Le poids émotionnel de l'annonce

Philippe Troussier a également connu un changement de dernière minute. C'était en 2002, pour la Coupe du monde organisée au Japon – le pays dont il était sélectionneur – et en Corée du Sud. "Nous avions un dernier match amical en Norvège, on le perd 3-0. Je devais envoyer la liste une heure après. J'ai modifié trois, quatre joueurs car j'ai ressenti que le groupe était très affaibli par cette défaite et je ne ressentais pas d'esprit de réaction."

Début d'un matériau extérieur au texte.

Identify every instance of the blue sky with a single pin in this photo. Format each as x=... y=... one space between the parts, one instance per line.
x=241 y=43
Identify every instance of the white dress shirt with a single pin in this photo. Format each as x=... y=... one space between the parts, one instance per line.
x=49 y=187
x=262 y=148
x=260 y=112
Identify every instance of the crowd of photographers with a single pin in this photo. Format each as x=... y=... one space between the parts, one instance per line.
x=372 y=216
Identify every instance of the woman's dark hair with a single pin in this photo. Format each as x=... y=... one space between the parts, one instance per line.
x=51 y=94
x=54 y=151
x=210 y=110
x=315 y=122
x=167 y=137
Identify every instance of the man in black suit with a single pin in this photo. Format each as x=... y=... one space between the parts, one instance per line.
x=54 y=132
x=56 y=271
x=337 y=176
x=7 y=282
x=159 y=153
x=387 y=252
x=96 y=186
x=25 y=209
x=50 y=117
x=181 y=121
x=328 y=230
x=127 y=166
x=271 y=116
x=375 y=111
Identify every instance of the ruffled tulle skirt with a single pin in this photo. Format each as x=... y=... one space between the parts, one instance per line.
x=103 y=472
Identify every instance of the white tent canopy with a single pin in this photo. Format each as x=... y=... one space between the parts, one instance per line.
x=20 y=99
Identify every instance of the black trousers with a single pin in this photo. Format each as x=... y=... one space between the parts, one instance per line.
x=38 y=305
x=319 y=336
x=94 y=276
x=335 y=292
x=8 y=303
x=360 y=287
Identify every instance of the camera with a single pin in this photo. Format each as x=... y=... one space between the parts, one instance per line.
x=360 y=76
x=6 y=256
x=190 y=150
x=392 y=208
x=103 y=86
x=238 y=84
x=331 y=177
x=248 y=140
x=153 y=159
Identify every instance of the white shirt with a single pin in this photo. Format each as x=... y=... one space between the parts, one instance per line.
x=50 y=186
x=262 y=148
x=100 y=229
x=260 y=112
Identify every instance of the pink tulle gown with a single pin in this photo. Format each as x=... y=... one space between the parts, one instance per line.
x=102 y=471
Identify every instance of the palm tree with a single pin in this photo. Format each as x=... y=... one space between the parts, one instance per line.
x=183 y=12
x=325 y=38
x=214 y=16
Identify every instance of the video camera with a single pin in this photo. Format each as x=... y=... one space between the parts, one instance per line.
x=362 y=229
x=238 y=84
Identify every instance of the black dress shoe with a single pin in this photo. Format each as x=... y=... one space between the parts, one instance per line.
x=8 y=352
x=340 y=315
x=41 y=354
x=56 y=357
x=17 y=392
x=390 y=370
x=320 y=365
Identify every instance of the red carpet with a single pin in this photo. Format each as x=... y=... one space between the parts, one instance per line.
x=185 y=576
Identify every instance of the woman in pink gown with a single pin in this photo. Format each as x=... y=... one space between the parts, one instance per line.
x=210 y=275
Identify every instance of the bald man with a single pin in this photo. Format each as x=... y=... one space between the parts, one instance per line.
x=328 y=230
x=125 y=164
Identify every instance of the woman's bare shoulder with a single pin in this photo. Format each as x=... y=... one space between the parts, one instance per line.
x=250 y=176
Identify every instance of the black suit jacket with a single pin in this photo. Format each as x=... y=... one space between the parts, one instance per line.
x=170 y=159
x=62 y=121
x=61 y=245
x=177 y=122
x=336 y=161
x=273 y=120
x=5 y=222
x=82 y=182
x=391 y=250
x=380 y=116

Depuis la ritualisation de l'annonce de la liste – notamment celle de l'équipe de France dans les JT ces dernières années –, les ex-sélectionneurs conviennent du poids immense qui pèse sur leurs épaules. "Le jour où je prends cette décision [en 2002], je sentais un confort intellectuel qui me disait que j'avais enfin bouclé ma liste. J'étais devenu d'un coup apaisé", confesse Philippe Troussier. "Pour le sélectionneur, le plus important, c'est qu'il est débarrassé et peut enfin se mettre au travail", lâche Raymond Domenech, mi-sérieux, mi-blagueur.

Le plus dur commence enfin et, au final, la seule manière d'apaiser les débats sur une liste, c'est de l'emmener le plus loin possible dans la compétition. Finaliste de l'Euro 2016 puis champion du monde en 2018, Didier Deschamps le sait mieux que personne.